Henne-Ei-Problem beim Preis
In Zukunft wird RFID jedoch weit mehr sein. Anbieter verschiedener Couleur wittern hier bereits das große Geschäft. Wie groß es sein wird, lässt sich noch schwer beziffern. Noch ist das Henne-Ei-Problem des RFID-Marktes nicht gelöst: Kaufen die Firmen mehr Chips, werden diese billiger. Also wartet der Produzent.

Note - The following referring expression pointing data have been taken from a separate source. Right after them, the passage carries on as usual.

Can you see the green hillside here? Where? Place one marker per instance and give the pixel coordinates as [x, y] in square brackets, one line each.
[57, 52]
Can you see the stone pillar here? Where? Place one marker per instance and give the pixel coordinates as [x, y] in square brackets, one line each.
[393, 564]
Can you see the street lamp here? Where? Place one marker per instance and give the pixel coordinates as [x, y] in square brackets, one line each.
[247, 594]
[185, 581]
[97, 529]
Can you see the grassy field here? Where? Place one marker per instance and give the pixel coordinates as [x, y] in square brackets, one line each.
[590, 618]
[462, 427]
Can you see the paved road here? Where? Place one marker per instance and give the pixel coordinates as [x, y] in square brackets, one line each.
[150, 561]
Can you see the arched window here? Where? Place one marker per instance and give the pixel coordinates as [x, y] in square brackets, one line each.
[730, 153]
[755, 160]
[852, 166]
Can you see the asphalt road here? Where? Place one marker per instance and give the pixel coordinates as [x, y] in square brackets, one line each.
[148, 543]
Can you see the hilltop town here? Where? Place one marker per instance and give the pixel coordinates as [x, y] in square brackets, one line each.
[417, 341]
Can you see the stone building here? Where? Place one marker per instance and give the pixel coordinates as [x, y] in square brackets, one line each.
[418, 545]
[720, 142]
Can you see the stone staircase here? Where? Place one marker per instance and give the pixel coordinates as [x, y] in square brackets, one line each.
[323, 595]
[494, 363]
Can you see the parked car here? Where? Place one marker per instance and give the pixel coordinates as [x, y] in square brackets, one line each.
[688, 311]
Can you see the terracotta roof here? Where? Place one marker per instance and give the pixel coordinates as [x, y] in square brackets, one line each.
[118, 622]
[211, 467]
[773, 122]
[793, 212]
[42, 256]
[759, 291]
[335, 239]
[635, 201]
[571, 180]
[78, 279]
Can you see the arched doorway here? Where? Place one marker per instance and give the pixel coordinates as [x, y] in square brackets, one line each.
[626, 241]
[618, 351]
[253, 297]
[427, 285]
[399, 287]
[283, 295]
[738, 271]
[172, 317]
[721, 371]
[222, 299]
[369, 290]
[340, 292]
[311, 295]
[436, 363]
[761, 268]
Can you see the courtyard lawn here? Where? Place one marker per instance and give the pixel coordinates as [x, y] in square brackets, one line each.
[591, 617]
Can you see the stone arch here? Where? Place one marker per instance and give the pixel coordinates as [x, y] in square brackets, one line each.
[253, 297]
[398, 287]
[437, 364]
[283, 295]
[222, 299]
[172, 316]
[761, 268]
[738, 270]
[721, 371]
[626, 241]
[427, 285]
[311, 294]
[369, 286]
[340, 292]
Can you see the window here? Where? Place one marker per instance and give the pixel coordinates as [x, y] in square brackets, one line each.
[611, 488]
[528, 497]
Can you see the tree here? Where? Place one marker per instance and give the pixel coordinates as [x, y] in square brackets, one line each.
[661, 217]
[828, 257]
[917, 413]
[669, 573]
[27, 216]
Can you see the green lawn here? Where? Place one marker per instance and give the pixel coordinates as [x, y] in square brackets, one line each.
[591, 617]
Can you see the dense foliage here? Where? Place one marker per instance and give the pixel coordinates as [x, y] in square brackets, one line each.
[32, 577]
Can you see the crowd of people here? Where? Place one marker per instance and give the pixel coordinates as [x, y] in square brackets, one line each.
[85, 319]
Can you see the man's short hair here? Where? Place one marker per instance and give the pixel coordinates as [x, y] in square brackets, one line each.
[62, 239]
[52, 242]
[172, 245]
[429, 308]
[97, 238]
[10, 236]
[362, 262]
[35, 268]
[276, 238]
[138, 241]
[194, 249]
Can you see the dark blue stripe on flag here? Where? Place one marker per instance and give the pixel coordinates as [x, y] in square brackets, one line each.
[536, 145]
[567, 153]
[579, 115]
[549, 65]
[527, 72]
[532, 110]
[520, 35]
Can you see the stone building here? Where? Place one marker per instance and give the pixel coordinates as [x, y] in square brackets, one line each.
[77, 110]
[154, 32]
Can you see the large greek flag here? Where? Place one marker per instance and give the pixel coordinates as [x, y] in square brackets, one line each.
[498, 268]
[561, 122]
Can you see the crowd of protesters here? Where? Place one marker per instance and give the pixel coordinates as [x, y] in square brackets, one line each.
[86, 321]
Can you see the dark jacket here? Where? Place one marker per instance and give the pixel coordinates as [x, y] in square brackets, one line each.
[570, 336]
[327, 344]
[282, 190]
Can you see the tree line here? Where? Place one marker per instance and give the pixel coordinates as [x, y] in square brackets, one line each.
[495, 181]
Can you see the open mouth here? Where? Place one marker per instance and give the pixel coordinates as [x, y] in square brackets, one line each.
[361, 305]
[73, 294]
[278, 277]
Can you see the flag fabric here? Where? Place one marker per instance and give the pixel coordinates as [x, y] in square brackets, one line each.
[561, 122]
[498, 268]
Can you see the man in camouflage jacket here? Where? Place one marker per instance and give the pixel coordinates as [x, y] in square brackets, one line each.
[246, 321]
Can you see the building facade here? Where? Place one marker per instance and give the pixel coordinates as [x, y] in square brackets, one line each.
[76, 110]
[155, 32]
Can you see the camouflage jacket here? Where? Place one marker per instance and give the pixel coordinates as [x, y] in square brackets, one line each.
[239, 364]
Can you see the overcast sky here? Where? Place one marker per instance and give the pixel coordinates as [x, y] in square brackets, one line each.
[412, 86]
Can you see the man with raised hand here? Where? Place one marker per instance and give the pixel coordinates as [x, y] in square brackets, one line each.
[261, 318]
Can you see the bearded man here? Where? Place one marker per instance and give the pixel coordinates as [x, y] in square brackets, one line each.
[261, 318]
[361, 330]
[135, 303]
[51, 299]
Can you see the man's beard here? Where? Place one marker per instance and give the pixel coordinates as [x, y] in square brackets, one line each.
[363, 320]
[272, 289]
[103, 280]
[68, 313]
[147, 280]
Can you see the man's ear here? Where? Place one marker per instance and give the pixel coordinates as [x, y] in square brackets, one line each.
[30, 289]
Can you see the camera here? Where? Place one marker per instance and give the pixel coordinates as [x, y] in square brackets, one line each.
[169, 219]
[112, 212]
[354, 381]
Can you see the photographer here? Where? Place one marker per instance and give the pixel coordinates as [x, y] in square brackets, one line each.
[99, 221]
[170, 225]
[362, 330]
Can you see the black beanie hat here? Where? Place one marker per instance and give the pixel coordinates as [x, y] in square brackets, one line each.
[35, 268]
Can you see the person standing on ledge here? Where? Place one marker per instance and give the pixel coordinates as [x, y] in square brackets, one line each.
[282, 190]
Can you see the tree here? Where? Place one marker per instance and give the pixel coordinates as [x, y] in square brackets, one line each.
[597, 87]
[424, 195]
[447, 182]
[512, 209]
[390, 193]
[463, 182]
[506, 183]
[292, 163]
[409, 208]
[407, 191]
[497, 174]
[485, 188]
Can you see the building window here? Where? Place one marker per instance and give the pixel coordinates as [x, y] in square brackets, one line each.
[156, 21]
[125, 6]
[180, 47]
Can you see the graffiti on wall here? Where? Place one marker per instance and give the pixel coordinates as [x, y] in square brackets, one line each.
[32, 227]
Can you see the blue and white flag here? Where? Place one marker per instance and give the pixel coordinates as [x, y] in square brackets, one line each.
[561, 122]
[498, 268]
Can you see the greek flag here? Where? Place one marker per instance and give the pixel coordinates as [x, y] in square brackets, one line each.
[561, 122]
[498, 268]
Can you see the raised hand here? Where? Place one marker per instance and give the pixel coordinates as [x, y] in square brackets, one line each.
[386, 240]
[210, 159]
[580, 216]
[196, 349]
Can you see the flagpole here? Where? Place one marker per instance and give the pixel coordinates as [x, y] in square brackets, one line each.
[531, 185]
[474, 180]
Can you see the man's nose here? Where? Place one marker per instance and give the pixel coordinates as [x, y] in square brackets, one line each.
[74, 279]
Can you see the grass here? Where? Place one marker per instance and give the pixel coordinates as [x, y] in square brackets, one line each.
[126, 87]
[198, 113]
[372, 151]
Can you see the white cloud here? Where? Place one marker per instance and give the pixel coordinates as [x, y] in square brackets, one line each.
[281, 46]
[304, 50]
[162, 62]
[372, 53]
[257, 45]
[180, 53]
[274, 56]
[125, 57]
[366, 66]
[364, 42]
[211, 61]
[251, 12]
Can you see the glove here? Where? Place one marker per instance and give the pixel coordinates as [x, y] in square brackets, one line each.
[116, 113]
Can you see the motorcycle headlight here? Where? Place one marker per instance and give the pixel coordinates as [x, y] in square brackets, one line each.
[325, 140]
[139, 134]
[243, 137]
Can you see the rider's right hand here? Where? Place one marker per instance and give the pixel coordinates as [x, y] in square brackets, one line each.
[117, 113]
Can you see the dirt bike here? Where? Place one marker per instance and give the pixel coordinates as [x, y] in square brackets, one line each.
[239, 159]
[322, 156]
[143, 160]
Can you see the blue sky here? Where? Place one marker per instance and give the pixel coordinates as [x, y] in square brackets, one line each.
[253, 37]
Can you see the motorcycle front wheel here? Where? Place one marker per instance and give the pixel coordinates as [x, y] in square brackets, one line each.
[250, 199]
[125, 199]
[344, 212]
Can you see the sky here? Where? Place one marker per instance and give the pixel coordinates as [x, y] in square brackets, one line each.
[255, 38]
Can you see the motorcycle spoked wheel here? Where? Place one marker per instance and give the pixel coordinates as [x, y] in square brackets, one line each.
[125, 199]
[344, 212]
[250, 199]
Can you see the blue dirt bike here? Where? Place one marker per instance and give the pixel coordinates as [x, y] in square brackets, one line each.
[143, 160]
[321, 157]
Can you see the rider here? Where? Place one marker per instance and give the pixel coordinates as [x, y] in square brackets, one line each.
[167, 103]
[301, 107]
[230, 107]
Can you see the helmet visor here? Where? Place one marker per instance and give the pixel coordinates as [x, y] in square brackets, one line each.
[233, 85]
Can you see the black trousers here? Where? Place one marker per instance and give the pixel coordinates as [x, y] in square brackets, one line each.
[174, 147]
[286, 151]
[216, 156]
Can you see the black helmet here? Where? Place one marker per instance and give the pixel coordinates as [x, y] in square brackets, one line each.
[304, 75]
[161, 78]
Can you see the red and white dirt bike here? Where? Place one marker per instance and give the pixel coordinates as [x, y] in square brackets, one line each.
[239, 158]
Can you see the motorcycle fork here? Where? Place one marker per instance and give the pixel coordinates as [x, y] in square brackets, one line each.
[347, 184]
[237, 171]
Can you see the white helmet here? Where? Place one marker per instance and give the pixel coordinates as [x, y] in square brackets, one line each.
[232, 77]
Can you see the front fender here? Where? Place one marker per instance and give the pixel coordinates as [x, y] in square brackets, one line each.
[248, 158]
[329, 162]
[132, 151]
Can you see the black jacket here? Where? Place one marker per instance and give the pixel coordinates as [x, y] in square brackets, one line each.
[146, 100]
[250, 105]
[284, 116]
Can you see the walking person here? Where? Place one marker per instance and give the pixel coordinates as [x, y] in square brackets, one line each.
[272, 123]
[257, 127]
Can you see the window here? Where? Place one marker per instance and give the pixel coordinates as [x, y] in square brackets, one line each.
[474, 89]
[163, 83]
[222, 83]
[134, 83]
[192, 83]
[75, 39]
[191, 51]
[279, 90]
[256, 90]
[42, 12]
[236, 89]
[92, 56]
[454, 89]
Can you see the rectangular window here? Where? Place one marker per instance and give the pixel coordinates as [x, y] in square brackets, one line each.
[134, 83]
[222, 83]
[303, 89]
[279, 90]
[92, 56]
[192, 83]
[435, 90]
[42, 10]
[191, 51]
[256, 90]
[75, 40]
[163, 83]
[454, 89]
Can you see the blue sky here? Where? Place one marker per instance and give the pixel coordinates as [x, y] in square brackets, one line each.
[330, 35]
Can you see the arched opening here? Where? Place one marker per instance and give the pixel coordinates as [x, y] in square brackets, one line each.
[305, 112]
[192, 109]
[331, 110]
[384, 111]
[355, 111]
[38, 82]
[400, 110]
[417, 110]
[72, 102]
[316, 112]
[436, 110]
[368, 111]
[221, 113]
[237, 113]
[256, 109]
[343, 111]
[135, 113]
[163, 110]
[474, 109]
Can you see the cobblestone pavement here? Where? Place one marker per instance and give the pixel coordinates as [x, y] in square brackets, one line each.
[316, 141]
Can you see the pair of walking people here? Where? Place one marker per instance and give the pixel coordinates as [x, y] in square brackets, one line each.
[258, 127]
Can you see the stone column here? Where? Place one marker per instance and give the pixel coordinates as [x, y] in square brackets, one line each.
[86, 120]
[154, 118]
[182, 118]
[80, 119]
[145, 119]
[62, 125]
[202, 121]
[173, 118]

Aber erst wenn die Chips billiger werden, langen die Kunden auch kräftiger zu.
Mit dem Einstieg großer Handelskonzerne dürfte sich die Frage nach genügend Masse bald beantworten. Sind die technischen Hürden genommen, etablieren sich rund um RFID neue Märkte. Im Supply-ChainGeschäft, werden sich vor allem die einschlägigen Systemintegratoren ein großes Stück vom Kuchen abschneiden. Viele Unternehmen müssen beraten und begleitet werden, wie Prozesse und IT an die neuen Anwendungen anzupassen sind. IBM oder SBS treiben schon jetzt die Pilotprojekte voran und bauen ebenso Expertenwissen auf wie Capgemini oder Accenture.
"Es ist gut, erste Pilotprojekte zu fahren, um zu lernen, wie das Ganze funktioniert, und die internen Prozesse zu üben", empfiehlt Ulrich Thonemann. "Aber man sollte jetzt noch nicht allzu großartig investieren."